Let me give a slightly broader picture of this election season we’re in. At this point we have three candidates for the office of president. Donald Trump represents the conservative Republican party, though he is not a professional politician and does not fit the Republican mold very well. The more liberal Democrat party still has two candidates, though it seems only one, Hillary Clinton, is going to end up being the official representative of the party. She is quite like our current president, Barack Obama. The other person hoping to gain the Democrat nomination is Bernie Sanders, who is one of the most liberal candidates we’ve ever had running for president.
The odd thing about those three is that not one could be considered a moderate. Those of us, like myself, who don’t care for either extreme, are simply not well represented.
One way to describe the problem is that, for a great variety of reasons, many Americans have lost an understanding of the importance of compromise. So people get pushed to extremes in their views and don’t even want to find common ground in the middle. For the time being, I consider this a significant flaw in the American character.
For two reasons, I trust we will move beyond this no-compromise situation before too long. First, most of our history is one long experience of political leaders finding acceptable compromises, beginning with the Constitution itself. Second, the one glaring exception was our awful Civil War, 1861-1865. It was a terribly bloody and ugly event which is still fresh in our memories, like a deep wound that is not yet completely healed.
The twin issues in the Civil War were completely intertwined with one another” States’ rights and slavery.
States’ Rights: From the beginning we have struggled to allow each of our various states — now numbering 50 — to have as much freedom as possible to govern themselves, while reserving for the national government as much power as necessary to maintain the unity and growth of the nation as a whole. Some, especially in the South, are especially zealous about guarding States’ rights as much as possible.
Slavery: The reason why the South has traditionally emphasized States’ rights over federal authority is that their economy had long been built on the foundation of the cheap slave labor provided by captured Africans. Slavery has long been eliminated in America, of course, but its taint on our national character still lingers in the form of a stubborn racism.
And that brings us back to today’s political situation. Much of the conservative opposition to Barack Obama, I believe, has been based on plain old racism. It has been cloaked, however, in political terms, with conservatives saying Obama is just too liberal. Because Hillary Clinton is so similar in her views to Obama, conservative opposition to him has been transferred to her.
The question arises, then, of why Bernie Sanders is so popular. He calls himself a “democratic socialist” and represents a large number of liberals who are as disgusted as anyone with how government has been such a mess for the last few decades.

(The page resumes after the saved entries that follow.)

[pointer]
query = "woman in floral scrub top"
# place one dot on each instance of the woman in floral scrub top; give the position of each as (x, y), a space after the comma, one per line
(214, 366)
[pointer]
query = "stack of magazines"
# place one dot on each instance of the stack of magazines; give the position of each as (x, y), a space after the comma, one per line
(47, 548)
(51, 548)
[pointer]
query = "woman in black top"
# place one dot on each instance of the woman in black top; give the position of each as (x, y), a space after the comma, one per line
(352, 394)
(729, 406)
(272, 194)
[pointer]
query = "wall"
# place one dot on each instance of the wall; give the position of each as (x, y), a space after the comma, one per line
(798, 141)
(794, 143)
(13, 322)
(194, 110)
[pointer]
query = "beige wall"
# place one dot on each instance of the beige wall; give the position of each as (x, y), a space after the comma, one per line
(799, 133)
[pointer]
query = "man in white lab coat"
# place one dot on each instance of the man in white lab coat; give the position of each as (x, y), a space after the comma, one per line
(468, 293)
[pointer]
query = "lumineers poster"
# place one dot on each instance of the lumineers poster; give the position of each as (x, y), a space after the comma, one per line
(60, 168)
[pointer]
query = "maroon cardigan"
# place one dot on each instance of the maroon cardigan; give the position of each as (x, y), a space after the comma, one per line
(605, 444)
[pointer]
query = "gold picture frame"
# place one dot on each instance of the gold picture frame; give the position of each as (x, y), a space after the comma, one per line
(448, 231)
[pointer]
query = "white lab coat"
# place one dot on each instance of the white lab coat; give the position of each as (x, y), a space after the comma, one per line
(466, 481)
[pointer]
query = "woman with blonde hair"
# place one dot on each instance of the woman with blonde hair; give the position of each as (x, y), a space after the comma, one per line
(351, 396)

Instead of wanting us to return to the views that held sway in America before the Civil War, however, they believe the solution is to become not more conservative but much more liberal.
So, after the first week in November we as a nation will be becoming more conservative, more liberal, or staying the same. And at the moment it is anyone’s guess.
Of this I am very sure, however, if the conservatives win and Trump is elected, that will be the end of the Republican party because I believe he is not a real conservative. He does not represent a political view of any sort: He simply represents himself and will say anything to get what he wants for himself.